Overview
Version
FineDataLink Version | Function Description |
---|---|
3.5 | Scheduled Task supported data reading from Apache Impala. |
4.0.1.1 | Scheduled Task supported data writing into Apache Impala. |
4.1 | Data Service supported Apache Impala. |
4.1.8.3 | Supported Apache Impala 3.4 and 4.1. |
4.2.0.2 | Added Kudu Setting to the data connection setting items:
|
Function Description
FineDataLink supports connection to Apache Impala for data reading and writing using scheduled tasks, data writing using pipeline tasks, and releasing data services.
Starting from FineDataLink 4.2.0.2, Kudu Setting is added to the data connection setting items.
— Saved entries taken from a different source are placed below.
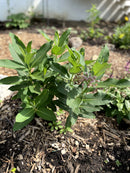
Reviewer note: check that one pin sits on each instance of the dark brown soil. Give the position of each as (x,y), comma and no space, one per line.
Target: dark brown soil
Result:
(95,146)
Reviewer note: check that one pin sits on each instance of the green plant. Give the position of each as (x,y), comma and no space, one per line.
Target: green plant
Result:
(13,170)
(119,107)
(93,16)
(121,37)
(55,125)
(19,20)
(43,84)
(118,163)
(93,19)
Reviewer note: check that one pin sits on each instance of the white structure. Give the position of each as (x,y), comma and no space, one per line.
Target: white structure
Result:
(110,10)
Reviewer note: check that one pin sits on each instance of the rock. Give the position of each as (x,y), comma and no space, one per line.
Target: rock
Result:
(75,42)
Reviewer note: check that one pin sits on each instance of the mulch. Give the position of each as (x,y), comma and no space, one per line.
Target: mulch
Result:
(97,145)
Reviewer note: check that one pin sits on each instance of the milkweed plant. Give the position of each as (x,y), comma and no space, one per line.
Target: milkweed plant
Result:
(57,77)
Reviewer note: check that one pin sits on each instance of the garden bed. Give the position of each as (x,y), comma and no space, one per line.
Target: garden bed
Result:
(98,145)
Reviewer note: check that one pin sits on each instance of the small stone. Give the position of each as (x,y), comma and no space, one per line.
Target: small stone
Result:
(75,42)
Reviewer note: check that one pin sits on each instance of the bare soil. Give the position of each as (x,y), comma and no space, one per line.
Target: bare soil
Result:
(95,146)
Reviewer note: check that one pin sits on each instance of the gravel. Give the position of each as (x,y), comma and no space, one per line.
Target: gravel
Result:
(4,91)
Scheduled Task supports data reading from and writing into the Kudu table.
Pipeline Task supports data writing into the Kudu table.
Data Service supports the publication of Kudu data.
Preparation
Prerequisite
1. For details, see Overview of Data Connection.
2. For FineDataLink 4.2.0.2 and later versions, you need to use Kudu of V1.7.0 and later versions to read data from and write data into the Kudu table.
3. To write data into Apache Impala using scheduled and pipeline tasks, you must configure Kudu Address.
Version and Driver
Download the driver package and upload it to FineDataLink. For the specific steps of uploading the driver package, see Driver Management.
Supported Database Version | Driver Package |
---|---|
Impala 2.2 Impala 2.3 Impala 2.8 Impala 2.9 Impala 2.10 Impala 3.4 Impala 4.1 | ImpalaJDBC41.zip |
Impala 2.10 Kudu1.5 | ClouderaImpalaJDBC41_2.5.43.rar |
Connection Information Collection
Collect the following information before connecting FineDataLink to the database.
IP address and port number of the database server
Database name
Username and password (if username and password authentication is used); client principal and keytab file path (if Kerberos authentication is used)
Kudu address (if you need to read data from or write data into the Kudu table using FineDataLink of V4.2.0.2 and later versions)
Procedure
1. Log in to FineDataLink as the admin, choose System Management > Data Connection > Data Connection Management, select a folder, and create a data connection, as shown in the following figure.
2. Set the data connection name. You can also modify the directory of the data connection.
3. Find the data source by searching the data source name or filtering the data source by Data Source Type, Supported Form, and Compatible Module, as shown in the following figure.
4. Click Custom, select the driver uploaded in the "Version and Driver" section, and enter the connection information collected in the "Connection Information Collection" section.
Setting items are described in the following table.
Setting Item | Description |
---|---|
Authentication Method | Apache Impala supports Kerberos authentication. For details about the Kerberos authentication method, see Kerberos Authentication in Data Connection. |
Kudu Address | ![]() Specify the Kudu Master address in the format of IP address:Port number, with multiple addresses separated by comma (,). |
5. Click Test Connection. If the connection is successful, click Save, as shown in the following figure.
Data Source Usage
Data Development - Scheduled Task
1. Scheduled Task supports data reading from and writing into Apache Impala. To write data into Apache Imapla, Kudu Address on the data connection setting page must be configured.
2. When you write data into Apache Impala using scheduled tasks and set Target Table to Existing Table, the system will check whether the selected table is a Kudu table. Writing is disallowed if it is not a Kudu table.
3. When you write data into Apache Impala using scheduled tasks, setting a logical primary key is not supported, and you must specify a physical primary key.
4. Scheduled Task supports data reading from and writing into the Kudu partition table.
If you set Target Table to Existing Table, you can click View Partition Key Setting to view the partition key settings.
If you set Target Table to Auto Created Table, you can configure the partition key after configuring the physical primary key.
Setting items are described in the following table.
Setting Item | Description | ||||||
---|---|---|---|---|---|---|---|
Partitioning Method | Supported methods include Range Partitioning and Hash Partitioning. You can use the two methods to specify the partition at the same time. | ||||||
Range Partitioning |
| ||||||
Hash Partitioning | You can configure multiple partitions.
|
After you configure the partition key, the selected partition field is marked as the partition key in the field mapping area.
Pipeline Task
Starting from FineDataLink 4.2.0.2, Pipeline Task supports data writing into Kudu tables in the Impala database. If you set Target Table to Existing Table, the system will check whether the selected table is a Kudu table. Writing is disallowed if it is not a Kudu table.
Synchronization Without Primary Key is not supported when the Kudu table is the target data source of a pipeline task.
Partition key setting is supported when you choose Auto Created Table as the target table of a pipeline task. The configuration page and method are the same as those described in the "Data Development - Scheduled Task" section of this document.
Data Service
Starting from FineDataLink 4.2.0.2, Data Service supports the publication of Kudu data.